Coffin of Ahmose

New Kingdom

On view at The Met Fifth Avenue in Gallery 114

The rishi coffin of the Second Intermediate Period (see for example 30.3.4a, b) gave way in the early New Kingdom to the type seen here, an anthropoid coffin made of large planks, coated with stucco and painted white. Two long vertical bands run down the center of the lid, and transverse bands wrap around lid and trough. These bands represent the tapes that bound the outer layers of linen wrappings around the body, identifying the coffin with the mummy and thus as an additional repository for the intangible aspects of the person thought to survive death. The bands are also thought to echo the architectural features seen on earlier rectangular coffins (see 32.3.429a, b) that characterize the coffin as the eternal dwelling place of the deceased.

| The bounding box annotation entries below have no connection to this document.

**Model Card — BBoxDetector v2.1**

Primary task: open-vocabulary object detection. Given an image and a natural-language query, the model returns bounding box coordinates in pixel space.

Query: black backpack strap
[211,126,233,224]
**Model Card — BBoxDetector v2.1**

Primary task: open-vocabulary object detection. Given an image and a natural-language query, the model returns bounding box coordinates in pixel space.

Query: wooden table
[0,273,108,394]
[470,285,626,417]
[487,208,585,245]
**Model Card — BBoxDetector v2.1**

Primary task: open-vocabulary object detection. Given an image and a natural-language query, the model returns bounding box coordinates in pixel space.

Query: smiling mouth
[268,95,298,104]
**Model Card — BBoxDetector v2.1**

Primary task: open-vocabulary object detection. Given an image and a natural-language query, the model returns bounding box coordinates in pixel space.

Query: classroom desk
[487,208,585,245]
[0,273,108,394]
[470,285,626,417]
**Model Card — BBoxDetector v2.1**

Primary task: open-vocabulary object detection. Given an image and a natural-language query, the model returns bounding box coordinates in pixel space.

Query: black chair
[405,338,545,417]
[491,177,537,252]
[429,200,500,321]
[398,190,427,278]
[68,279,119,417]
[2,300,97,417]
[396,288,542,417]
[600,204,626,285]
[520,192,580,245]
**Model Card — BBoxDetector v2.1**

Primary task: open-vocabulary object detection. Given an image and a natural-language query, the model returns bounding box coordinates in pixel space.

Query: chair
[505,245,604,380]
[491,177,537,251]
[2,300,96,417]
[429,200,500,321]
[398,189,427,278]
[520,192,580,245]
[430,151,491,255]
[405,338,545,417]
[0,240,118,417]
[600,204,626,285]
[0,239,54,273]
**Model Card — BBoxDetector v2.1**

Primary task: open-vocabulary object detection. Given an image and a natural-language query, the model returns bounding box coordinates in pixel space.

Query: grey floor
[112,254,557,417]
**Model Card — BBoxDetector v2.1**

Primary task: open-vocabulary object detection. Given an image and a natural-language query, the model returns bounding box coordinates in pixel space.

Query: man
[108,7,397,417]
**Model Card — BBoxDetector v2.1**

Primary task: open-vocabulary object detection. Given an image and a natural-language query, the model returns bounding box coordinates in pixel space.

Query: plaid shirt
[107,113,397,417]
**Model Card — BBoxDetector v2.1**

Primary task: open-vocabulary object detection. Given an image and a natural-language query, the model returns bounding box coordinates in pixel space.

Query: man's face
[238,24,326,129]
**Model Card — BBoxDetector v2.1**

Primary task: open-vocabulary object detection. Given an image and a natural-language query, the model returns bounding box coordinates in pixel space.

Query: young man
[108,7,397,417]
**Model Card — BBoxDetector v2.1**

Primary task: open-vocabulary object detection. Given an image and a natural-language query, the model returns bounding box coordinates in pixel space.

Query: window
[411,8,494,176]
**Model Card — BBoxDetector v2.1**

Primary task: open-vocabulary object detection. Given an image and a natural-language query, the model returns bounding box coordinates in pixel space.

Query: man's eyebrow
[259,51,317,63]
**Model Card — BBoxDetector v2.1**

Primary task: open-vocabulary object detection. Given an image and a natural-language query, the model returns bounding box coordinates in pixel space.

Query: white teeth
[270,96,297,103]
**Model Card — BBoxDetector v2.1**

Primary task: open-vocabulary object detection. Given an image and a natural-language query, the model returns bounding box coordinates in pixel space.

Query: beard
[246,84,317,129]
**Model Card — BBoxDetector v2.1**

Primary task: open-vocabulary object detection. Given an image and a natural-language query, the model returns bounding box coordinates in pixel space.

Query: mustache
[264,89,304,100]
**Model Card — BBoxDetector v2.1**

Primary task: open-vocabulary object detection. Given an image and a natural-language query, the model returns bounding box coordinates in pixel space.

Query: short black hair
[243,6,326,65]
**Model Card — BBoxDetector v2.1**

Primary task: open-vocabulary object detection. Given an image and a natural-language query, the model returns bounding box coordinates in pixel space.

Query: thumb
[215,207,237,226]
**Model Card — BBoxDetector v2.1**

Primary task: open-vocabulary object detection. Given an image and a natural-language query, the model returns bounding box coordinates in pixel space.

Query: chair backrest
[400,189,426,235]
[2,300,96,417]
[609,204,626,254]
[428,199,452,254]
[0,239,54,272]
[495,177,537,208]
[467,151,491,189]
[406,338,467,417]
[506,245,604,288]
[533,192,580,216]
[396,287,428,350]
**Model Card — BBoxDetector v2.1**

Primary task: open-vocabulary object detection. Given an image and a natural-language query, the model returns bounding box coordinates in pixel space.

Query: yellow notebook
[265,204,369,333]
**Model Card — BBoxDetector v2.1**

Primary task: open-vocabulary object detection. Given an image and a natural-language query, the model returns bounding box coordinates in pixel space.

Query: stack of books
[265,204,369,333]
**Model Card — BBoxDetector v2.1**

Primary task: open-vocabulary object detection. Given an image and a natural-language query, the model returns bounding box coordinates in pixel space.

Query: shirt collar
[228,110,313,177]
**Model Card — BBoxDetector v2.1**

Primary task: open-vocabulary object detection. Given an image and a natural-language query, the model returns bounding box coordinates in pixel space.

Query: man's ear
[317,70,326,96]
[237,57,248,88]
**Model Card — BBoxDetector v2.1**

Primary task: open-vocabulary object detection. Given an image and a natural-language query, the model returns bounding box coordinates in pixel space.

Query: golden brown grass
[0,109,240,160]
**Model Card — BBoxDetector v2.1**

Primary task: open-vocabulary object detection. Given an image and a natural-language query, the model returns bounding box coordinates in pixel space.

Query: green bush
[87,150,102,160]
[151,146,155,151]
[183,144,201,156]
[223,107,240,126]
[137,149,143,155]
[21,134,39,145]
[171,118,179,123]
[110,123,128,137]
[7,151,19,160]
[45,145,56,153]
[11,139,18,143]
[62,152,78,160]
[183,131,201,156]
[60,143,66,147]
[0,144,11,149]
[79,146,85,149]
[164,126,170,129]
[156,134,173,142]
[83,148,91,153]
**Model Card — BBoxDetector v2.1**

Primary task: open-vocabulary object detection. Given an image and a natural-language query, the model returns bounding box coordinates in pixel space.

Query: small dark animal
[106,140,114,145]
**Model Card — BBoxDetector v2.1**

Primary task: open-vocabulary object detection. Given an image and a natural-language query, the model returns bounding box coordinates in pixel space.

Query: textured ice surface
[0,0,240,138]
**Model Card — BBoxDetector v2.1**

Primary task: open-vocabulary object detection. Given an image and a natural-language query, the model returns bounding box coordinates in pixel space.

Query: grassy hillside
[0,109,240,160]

This coffin was inscribed for Ahmose, son of the Lady of the House, Nakht. Strapped to his chin is the long, curved beard of divinity, around his shoulders is a broad collar with falcon-head terminals, and on his chest is a winged vulture. The amuletic wedjat eyes seen on earlier coffins are translated here into single large eyes in panels on either side of the box. On the sides of the coffin are the members of Ahmose's family, here to pay their eternal respects. To the right his wife Hapu and daughter, also named Ahmose, raise their arms in gestures of mourning; behind the women are two sons, Djehuty and Mekyniwetef. Hapu appears again to the left, this time with a different daughter, Tet, and two sons, Nebseny and Siamun. On the foot end are figures of the goddesses Isis and Nephthys, along with a male offering bearer. The long bands on the lid are also used to carry offering prayers for the benefit of Ahmose: one calls on the mortuary god Osiris, like many such prayers; the other is more unusual in that it invokes the great state god of the New Kingdom, Amun-Re.